Louise - Surtout ça vous permet de récupérer une oreille neuve qui se montrera plus attentive à toutes vos histoires du passé.

Mathilde - Et alors ? Je suis fière de mes souvenirs, moi ! J’aime les évoquer, c’est vrai. Pour vous, on n’est pas fixé. En une semaine, je n’ai pas appris grand-chose sur votre vie.

Louise - Suffisamment, à mon goût… Elle en met du temps… Permettez ?

Louise récupère la paire de jumelles et observe le chemin qui mène à la buvette.

Mathilde - Maintenant, vous êtes impatiente de la revoir. Vous ne savez pas ce que vous voulez.

Louise - Si je prends mon thé trop tard, je trouve difficilement le sommeil le soir… Ah ! la voilà ! Elle a acheté des pâtisseries.

Mathilde - Quelle bonne idée ! Elle fait fort.
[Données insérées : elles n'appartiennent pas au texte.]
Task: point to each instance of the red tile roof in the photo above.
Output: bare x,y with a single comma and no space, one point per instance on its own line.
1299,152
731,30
Elle s’attaque à votre péché mignon !

Louise - Que la gourmandise fasse partie des péchés capitaux tient pour moi de l’erreur de diagnostic. De toute façon, Dieu ne peut pas m’en vouloir : j’affectionne surtout les religieuses au chocolat !
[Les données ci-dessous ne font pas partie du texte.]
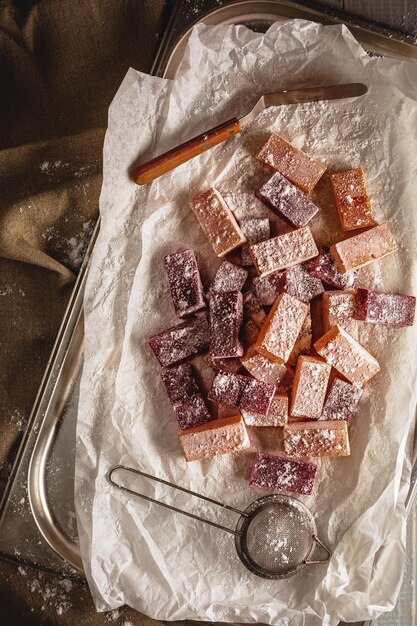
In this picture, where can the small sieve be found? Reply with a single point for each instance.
(274, 537)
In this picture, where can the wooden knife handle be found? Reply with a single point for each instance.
(163, 163)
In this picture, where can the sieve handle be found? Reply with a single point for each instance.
(118, 468)
(325, 548)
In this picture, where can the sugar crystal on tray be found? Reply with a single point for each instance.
(226, 315)
(309, 389)
(352, 199)
(324, 268)
(229, 277)
(255, 230)
(276, 416)
(184, 280)
(281, 328)
(294, 164)
(322, 438)
(185, 395)
(273, 472)
(217, 221)
(371, 245)
(179, 342)
(283, 251)
(222, 436)
(338, 308)
(287, 200)
(266, 370)
(384, 308)
(347, 356)
(342, 401)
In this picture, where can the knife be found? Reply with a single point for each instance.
(147, 172)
Mathilde (rieuse) - Moi, c’est le pet-de-nonne !

Louise - Ça ne m’étonne pas de vous.

Mathilde (refroidie) - Ce que vous pouvez être désobligeante par moments…

 

NOIR

 

 

 

 

Retour lumière. Quelques jours plus tard. Charlotte lit, tandis que Louise inspecte un bac à géraniums en touchant la terre avec un doigt.

Louise - C’est sec !

Charlotte (levant son nez) - Vous dites ?
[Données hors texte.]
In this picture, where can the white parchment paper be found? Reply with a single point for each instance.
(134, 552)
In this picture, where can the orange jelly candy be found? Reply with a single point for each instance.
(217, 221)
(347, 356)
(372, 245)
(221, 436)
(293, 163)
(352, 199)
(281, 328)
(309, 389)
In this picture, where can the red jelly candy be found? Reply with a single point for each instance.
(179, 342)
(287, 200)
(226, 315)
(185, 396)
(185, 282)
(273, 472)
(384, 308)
Louise - La terre est sèche. Ils pourraient penser à arroser, tout de même ! Pour une ville d’eau, ne pas soigner ses plantes fleuries c’est lamentable ! Remarquez, pourquoi se fatiguer inutilement puisqu’on nous annonce en début de soirée de fortes averses orageuses ?

Charlotte - On fera avec. Ma balade digestive après le dîner s’effectuera sous un parapluie.

Louise - Quel plaisir ! Si vous avez besoin de renseignements sur le temps, n’hésitez pas. Matin, midi et soir, je consulte les météos sur toutes les chaînes. Une vraie passion. Et puis, ça m’occupe.

Charlotte - Il faut bien s’enrichir l’esprit…

Louise - Qu’est-ce qu’elle fabrique ? Elle devrait être là…

Charlotte - Mathilde ne va pas...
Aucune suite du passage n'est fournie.